According to JLL, new lettings in July continued to slow, dropping 14% m-o-m, as the city’s office market embattled increased fear and uncertainty from the third wave of COVID- 19. Most leasing activity occurred outside of Central as tenants elected for cost-saving options. Among the more notable transactions, Blue Pool Capital reportedly leased 16,000 sq ft (lettable floor area or LFA) at Hysan Place in Causeway Bay to relocate and expand out of Central, while JobsDB leased 14,700 sq ft (LFA) at PCCW Tower in Quarry Bay to relocate out of non-Grade A offices in Causeway Bay.
In Central, negative net take-up amounted to 29,200 sq ft as the vacancy rate rose to 5.7%. The submarket also continued to see tenants surrendering spaces due to murky business prospects. As of end-July, surrendered space in Central accounted for 2.1% of the Grade A office stock in the submarket, the first time since January 2011 when the surrender rate accounted for over 2% of the stock.

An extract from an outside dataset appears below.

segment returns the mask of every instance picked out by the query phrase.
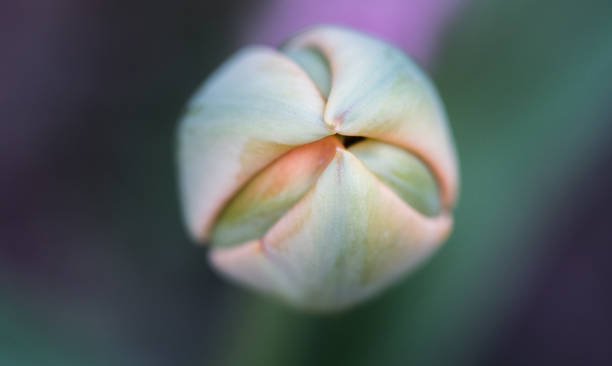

Rental decline abated slightly in July. Overall office rents dropped by 0.9% m-om, the first time since February 2020 when rent fell less than 1%. Central rents recorded the least decline (-0.7% m-o-m) among the major office submarkets on Hong Kong Island, while the sharpest rental contraction occurred in Tsimshatsui (-1.5% m-o-m) as the vacancy rate reached 8.4%, the highest among the major office submarkets outside of Kowloon East.
Due to the wide bid-ask gaps for assets, the number of investment transactions remained low. Among the more notable ones, Most World Limited reportedly bought a small unit at the low zone of China Merchants Tower in Sheung Wan for HKD 60 million (or HKD 20,562 per sq ft). The reported unit price is the lowest recorded for the property in more than four years.